У него длинный ярко-пурпурный хвост, а его жуткие гипнотизирующие глаза переливаются тысячью запретных оттенков. Его зубы большие и жемчужно-белые — остры как бритва. А сам он — порождение ночных кошмаров, запредельный ужас и… вместе с тем он есть вера ребёнка в красоту воображаемого, олицетворение необузданной фантазии.

— Мир прекрасен?

— Я покажу тебе. Сам решишь. Хватайся!

Мы протягиваем руки: нужно уцепиться за хвост. Ни в коем случае нельзя распугать каштановые сны.

— Полетели! Удиви меня, о Смерть.

— Удивляться ты должен сам. Смотри!

Мы летим. Он впереди: Великий Красный Дракон, сошедший с истлевающих страниц Откровения, вырвавшийся из тлена архаичных символов, обрядов и суеверий. Пурпурный хвост… жемчужно-белые зубы… и Чёрный Человек, стоящий за окном. Снег не ложится на его плечи, и все эти праздники не в его честь. Он давно уже канул в забвение. И всё же он здесь.

— Что с ним?

— Он весь горит.

Симфония забытого прошлого: тихие вечера на берегу озера, под кваканье лягушек и урчание живота. Робкая улыбка девочки, в глазах которой сама вселенная; вкус ее мягких влажных губ… — но чьих именно? Девочки? А может, вселенной? Ведь мы — дети. Дети!

— Летим!

Мир прямо под нами — сплошь неоновые вспышки сознаний, сотворившие порок. Грех и Добродетель, играющие в карты на раздевание. Они тоже целуются. Вместе они — гармония. Чередование всего, установленный порядок вещей.

Мир прямо под нами — сплошь полузабытые предания, обречённые воскресать снова и снова.

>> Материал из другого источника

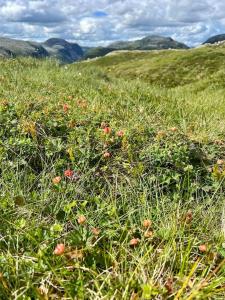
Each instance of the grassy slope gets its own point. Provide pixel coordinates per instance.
(153, 173)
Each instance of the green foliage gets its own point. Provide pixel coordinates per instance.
(86, 157)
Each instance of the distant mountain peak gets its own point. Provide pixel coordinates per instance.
(215, 39)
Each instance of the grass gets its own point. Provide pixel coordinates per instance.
(165, 147)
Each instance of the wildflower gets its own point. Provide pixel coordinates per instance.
(59, 249)
(148, 234)
(104, 125)
(160, 135)
(95, 231)
(106, 155)
(65, 107)
(220, 162)
(188, 217)
(134, 242)
(120, 133)
(57, 180)
(81, 220)
(107, 130)
(202, 248)
(68, 173)
(147, 223)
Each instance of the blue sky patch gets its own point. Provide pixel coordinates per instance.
(100, 14)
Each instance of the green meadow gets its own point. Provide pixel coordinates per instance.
(112, 176)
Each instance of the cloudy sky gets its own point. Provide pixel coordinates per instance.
(98, 22)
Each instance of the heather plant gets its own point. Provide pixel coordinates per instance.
(111, 188)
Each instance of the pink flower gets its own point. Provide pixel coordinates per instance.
(66, 107)
(68, 173)
(120, 133)
(106, 155)
(107, 130)
(57, 180)
(59, 249)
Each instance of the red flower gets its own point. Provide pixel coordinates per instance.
(107, 130)
(68, 173)
(120, 133)
(66, 107)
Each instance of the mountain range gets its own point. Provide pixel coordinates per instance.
(67, 52)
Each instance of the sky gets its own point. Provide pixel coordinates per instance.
(99, 22)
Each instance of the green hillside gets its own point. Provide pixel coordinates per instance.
(112, 177)
(168, 68)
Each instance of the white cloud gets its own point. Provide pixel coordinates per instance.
(186, 20)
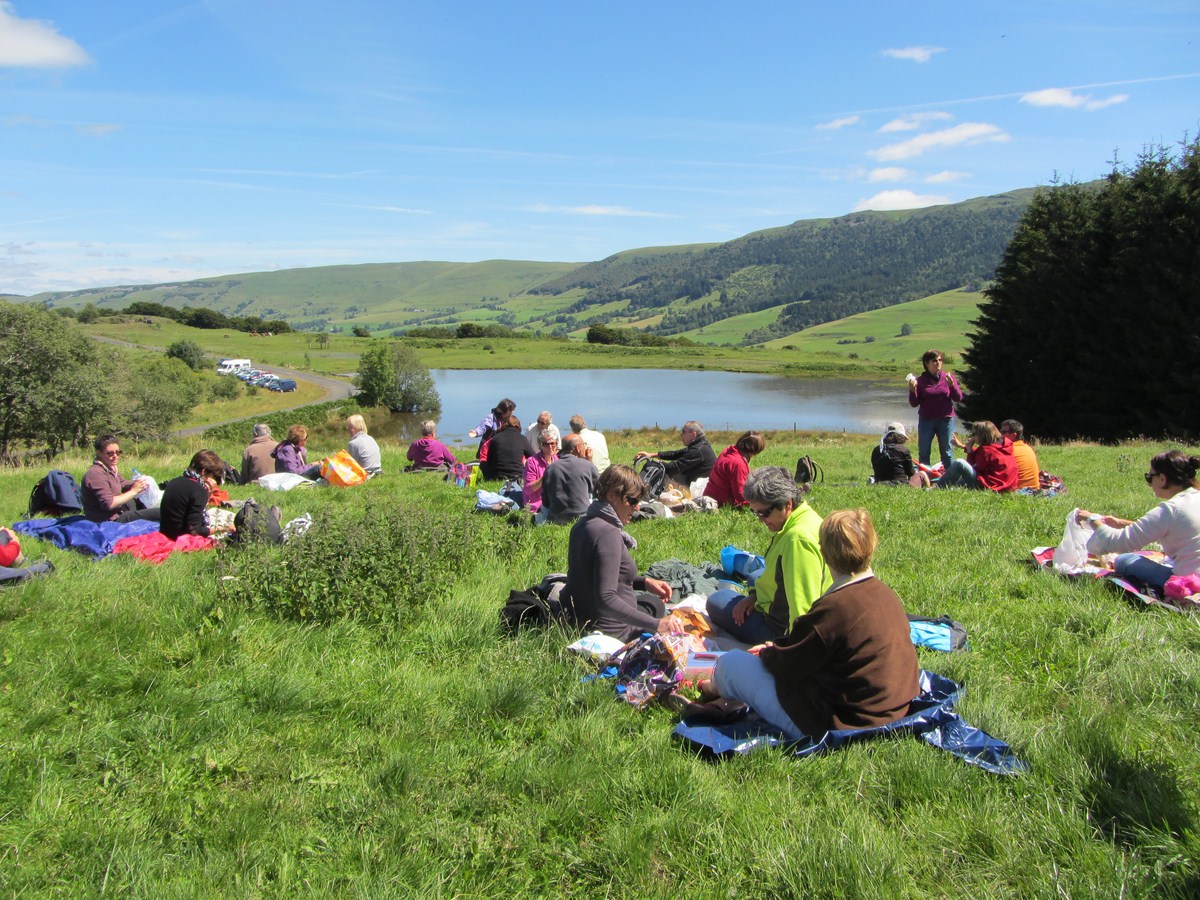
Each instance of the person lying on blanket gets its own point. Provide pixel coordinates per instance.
(1175, 523)
(795, 575)
(185, 498)
(847, 663)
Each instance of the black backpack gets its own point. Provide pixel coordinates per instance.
(654, 474)
(808, 473)
(255, 525)
(55, 495)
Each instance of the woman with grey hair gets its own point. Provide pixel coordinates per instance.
(796, 574)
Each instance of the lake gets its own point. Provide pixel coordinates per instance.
(612, 399)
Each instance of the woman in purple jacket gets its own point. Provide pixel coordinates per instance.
(934, 393)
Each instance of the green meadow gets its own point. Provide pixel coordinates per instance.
(343, 717)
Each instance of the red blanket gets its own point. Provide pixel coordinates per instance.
(155, 546)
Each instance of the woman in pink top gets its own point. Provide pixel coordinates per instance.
(535, 467)
(732, 467)
(934, 394)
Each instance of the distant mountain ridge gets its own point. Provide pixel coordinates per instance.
(799, 275)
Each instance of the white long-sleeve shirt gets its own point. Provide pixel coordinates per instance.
(1175, 523)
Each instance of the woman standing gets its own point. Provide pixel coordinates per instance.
(1174, 523)
(601, 576)
(934, 394)
(727, 479)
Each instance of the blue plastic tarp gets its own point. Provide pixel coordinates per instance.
(933, 719)
(94, 539)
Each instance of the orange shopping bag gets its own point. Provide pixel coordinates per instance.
(342, 469)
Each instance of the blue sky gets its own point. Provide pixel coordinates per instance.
(149, 141)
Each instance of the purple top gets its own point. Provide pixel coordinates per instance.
(289, 457)
(429, 454)
(935, 397)
(535, 467)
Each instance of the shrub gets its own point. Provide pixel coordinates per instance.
(373, 562)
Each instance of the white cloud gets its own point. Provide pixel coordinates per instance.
(29, 43)
(99, 130)
(840, 123)
(594, 210)
(916, 54)
(1067, 99)
(899, 199)
(967, 133)
(889, 173)
(945, 178)
(913, 121)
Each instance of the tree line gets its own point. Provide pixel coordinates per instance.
(1090, 328)
(190, 316)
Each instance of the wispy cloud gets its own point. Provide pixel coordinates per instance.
(593, 210)
(945, 178)
(1067, 99)
(960, 135)
(915, 54)
(840, 123)
(889, 173)
(899, 199)
(29, 43)
(913, 121)
(99, 130)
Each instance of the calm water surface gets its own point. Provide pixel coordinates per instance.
(631, 399)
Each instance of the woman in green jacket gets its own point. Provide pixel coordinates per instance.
(796, 574)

Причудливые мистерии, сказания и легенды — все эти истории, сотканные из страхов, надуманных переживаний и сновидений, нисколько не отражающие реальную жизнь и вместе с тем как нельзя точно обрисовывающие ее исподнюю.

Мир прямо под нами — сплошь промёрзшие, засыпанные снегом улицы, сияние автомобильных фар, гудение мыслей в головах… А ещё — грустный смех ряженого Деда Мороза, который не более чем тряпичное изваяние, фальшивка, живущая одной лишь верой. Скоро мы убьём сказку — осталось совсем чуть-чуть. Каких-то пару лет.

Эх, люди, люди…

— Смотри внимательно! — напутствует нас Дракон.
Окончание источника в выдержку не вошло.